Start the dev server and open the page. Enter an agent ID and click Connect to open the session and stream audio.

How it works

  1. Server — The root page is a server component. It uses host api.vatel.ai and builds wsUrl (e.g. wss://api.vatel.ai/v1/connection). It defines a server action getSessionToken(agentId) that calls POST /v1/session-token with Authorization: Bearer ORG_API_KEY and returns the JWT.
  2. ClientSessionDemo is a client component. On connect it calls getSessionToken(agentId), then opens a WebSocket to wsUrl?token=<jwt>. It uses useSessionWebSocket to handle incoming messages and send input_audio; useAudioPlayback to play base64 response audio; and voice-stream to capture and chunk mic audio at 24 kHz and send it via sendInputAudio.
  3. Events — Incoming events (session_started, response_text, input_audio_transcript, speech_started, speech_stopped, interruption, session_ended, tool_call) are listed in the UI; response_audio is played and not shown in the list. The speech_started event includes an emulated boolean in data: when true, the VAD system did not detect speech but a transcript arrived, so speech start is emulated. The example shows “(VAD emulated)” when true.

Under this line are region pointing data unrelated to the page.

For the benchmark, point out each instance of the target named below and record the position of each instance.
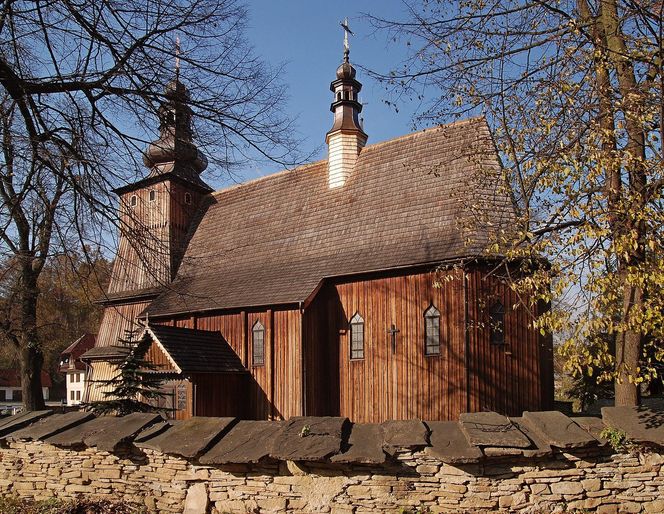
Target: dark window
(258, 344)
(431, 331)
(497, 323)
(181, 397)
(357, 337)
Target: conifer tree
(136, 387)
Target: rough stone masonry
(540, 462)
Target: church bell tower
(346, 138)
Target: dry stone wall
(545, 462)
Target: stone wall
(589, 477)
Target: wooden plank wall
(218, 394)
(273, 390)
(153, 236)
(117, 319)
(403, 384)
(510, 378)
(407, 383)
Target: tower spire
(346, 27)
(177, 58)
(346, 138)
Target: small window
(357, 337)
(258, 344)
(497, 323)
(432, 331)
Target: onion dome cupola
(345, 105)
(346, 138)
(175, 152)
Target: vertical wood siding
(407, 383)
(153, 236)
(271, 390)
(514, 377)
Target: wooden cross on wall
(393, 331)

When a tool_call is received, the hook automatically sends a tool_call_output with output: "success" so the agent can continue; you can use sendToolCallOutput(toolCallId, output) for custom outputs.

Project structure

PathPurpose
app/page.tsxServer component: env, wsUrl, getSessionToken; renders SessionDemo with props
app/session-demo.tsxClient component: form, status, event list, connect/disconnect; uses hooks
hooks/use-session-websocket.tsWebSocket connection, event list, sendInputAudio, sendToolCallOutput, optional onResponseAudio callback
hooks/use-audio-playback.tsQueue and play base64 PCM chunks at 24 kHz
voice-streamExternal lib: mic → 24 kHz chunks, passed to sendInputAudio

Code

Root page: server component that builds wsUrl and defines the session-token server action, then renders SessionDemo.
import { SessionDemo } from "./session-demo";

const host = "api.vatel.ai";
const useTls = true;

async function getSessionToken(agentId: string): Promise<string | null> {
  "use server";
  const apiKey = process.env.ORG_API_KEY ?? "";
  if (!apiKey) return null;
  try {
    const url = new URL("/v1/session-token", useTls ? `https://${host}` : `http://${host}`);
    url.searchParams.set("agentId", agentId);
    const res = await fetch(url.toString(), {
      method: "POST",
      headers: {
        "Content-Type": "application/json",
        Authorization: `Bearer ${apiKey}`,
      },
    });
    if (!res.ok) return null;
    const body = (await res.json()) as { token: string };
    return body.token;
  } catch (error) {
    console.error("Error getting session token", error);
    return null;
  }
}

export default async function Home() {
  const wsUrl = useTls ? `wss://${host}/v1/connection` : `ws://${host}/v1/connection`;

  return (
    <SessionDemo
      wsUrl={wsUrl}
      getSessionToken={getSessionToken}
    />
  );
}
Message format — Server messages include type and data; client sends { type: "input_audio", data: { audio: "<base64>" } } and { type: "tool_call_output", data: { toolCallId, output } }. See Connection for the full schema.